The Peculiarities of Training Neural Networks
Neural networks are notoriously difficult to train. They can completely diverge on one set of parameters and get state-of-the-art results on a slightly different set of parameters. Over the years I’ve learned several tricks to training neural networks. A lot of these tricks are well kept secrets in industry and academics and I think it’s time the rest of the world learned how neural networks are really trained. So at the risk of being excommunicated from the deep learning community, here is my write up of the peculiarities of training neural networks.

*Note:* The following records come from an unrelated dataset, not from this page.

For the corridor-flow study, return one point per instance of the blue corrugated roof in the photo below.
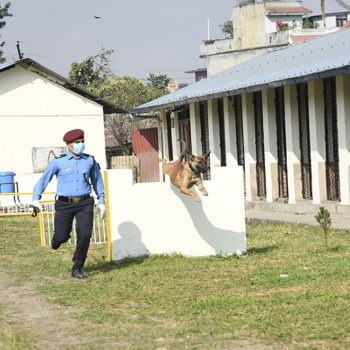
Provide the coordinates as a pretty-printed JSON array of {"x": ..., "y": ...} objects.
[{"x": 325, "y": 56}]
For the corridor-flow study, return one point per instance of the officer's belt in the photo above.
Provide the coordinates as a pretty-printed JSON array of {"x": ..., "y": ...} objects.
[{"x": 73, "y": 199}]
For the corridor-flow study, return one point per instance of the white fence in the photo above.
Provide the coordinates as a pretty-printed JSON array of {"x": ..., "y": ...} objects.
[
  {"x": 17, "y": 204},
  {"x": 155, "y": 218}
]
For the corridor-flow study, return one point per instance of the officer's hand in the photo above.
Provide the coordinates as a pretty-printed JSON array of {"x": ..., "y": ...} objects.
[
  {"x": 35, "y": 207},
  {"x": 102, "y": 211}
]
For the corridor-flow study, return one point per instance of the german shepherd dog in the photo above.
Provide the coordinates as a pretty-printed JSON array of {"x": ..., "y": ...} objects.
[{"x": 186, "y": 171}]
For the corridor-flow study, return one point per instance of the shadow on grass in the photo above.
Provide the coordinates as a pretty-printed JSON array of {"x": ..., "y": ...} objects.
[
  {"x": 336, "y": 248},
  {"x": 107, "y": 266},
  {"x": 261, "y": 250}
]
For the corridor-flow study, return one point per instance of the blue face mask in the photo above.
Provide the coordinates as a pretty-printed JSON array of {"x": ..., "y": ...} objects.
[{"x": 78, "y": 148}]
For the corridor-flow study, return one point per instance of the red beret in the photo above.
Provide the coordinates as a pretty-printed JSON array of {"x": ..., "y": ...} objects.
[{"x": 73, "y": 135}]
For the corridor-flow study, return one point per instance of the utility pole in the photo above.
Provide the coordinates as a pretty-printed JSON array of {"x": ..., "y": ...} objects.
[
  {"x": 208, "y": 28},
  {"x": 323, "y": 14},
  {"x": 20, "y": 55}
]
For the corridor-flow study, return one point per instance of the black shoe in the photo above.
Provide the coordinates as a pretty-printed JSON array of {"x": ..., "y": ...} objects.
[
  {"x": 77, "y": 273},
  {"x": 55, "y": 245}
]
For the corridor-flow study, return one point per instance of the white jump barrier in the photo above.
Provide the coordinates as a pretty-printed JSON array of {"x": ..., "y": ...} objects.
[{"x": 155, "y": 218}]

While the advancement of artificial intelligence (AI) has led neural networks closer to obtaining human intelligence, not all networks have moved towards this path in a straight line. Some networks have also attained more undesirable human attributes. These are often little discussed and even brushed under the rug for fear of embarrassment to the deep learning community. But here, I finally present a formal discussion of some of these abnormalities of training neural networks.

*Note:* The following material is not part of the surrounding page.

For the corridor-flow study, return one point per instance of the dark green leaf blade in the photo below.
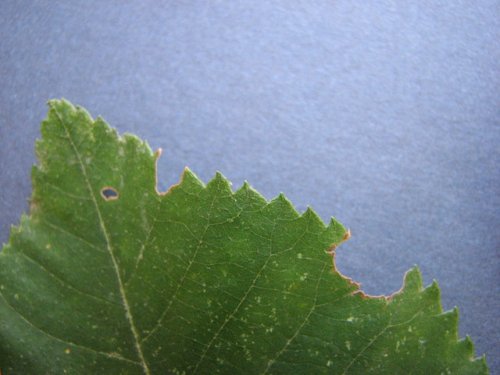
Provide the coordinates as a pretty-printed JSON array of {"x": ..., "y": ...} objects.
[{"x": 109, "y": 276}]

It’s been well known in the deep learning community for a long time that training neural networks on cat images actually improves performance. Like many other oddities of neural networks, researchers have absolutely no clue why this is the case but has been well documented in many amateur papers posted on arxiv. Some have attributed to happier gradient flows, which have an easier time updating the weights than say melancholy gradient flows, or gradient flows that haven’t had their morning coffee. In some instances, researchers have posted accuracy gains up to 2% on ImageNet. In more recent work, researchers have also found that feeding the network pictures of Donald Trump led to a whopping 5% decrease in accuracy. When researchers investigated further, they found that the network predicted “baboon” about 5% of the time.
“Humbling” Your Network
Some of the more recent networks achieving state-of-the-art results have become very large and require a lot of hardware to train them. This has led to these networks developing a slight ego which leads to many issues during test time. For example Google’s GNMT is known to be an arrogant network because it requires $500,000 of equipment to train. You might ask it to translate “The duck says quack.” to German, to which it either outputs “…” or “Really? You want me to translate that?”. One way to fix this is by humbling your network. You can do this by feeding it sentences such as, “You’re not that good.” or “You could get replaced by a linear model and no one would know the difference.” or even “I could not anneal the learning rate and watch you diverge at any minute.”. For most people though arrogant networks are not an issue, since only Google runs their models on half a million dollars of equipment for a month to get state-of-the-art.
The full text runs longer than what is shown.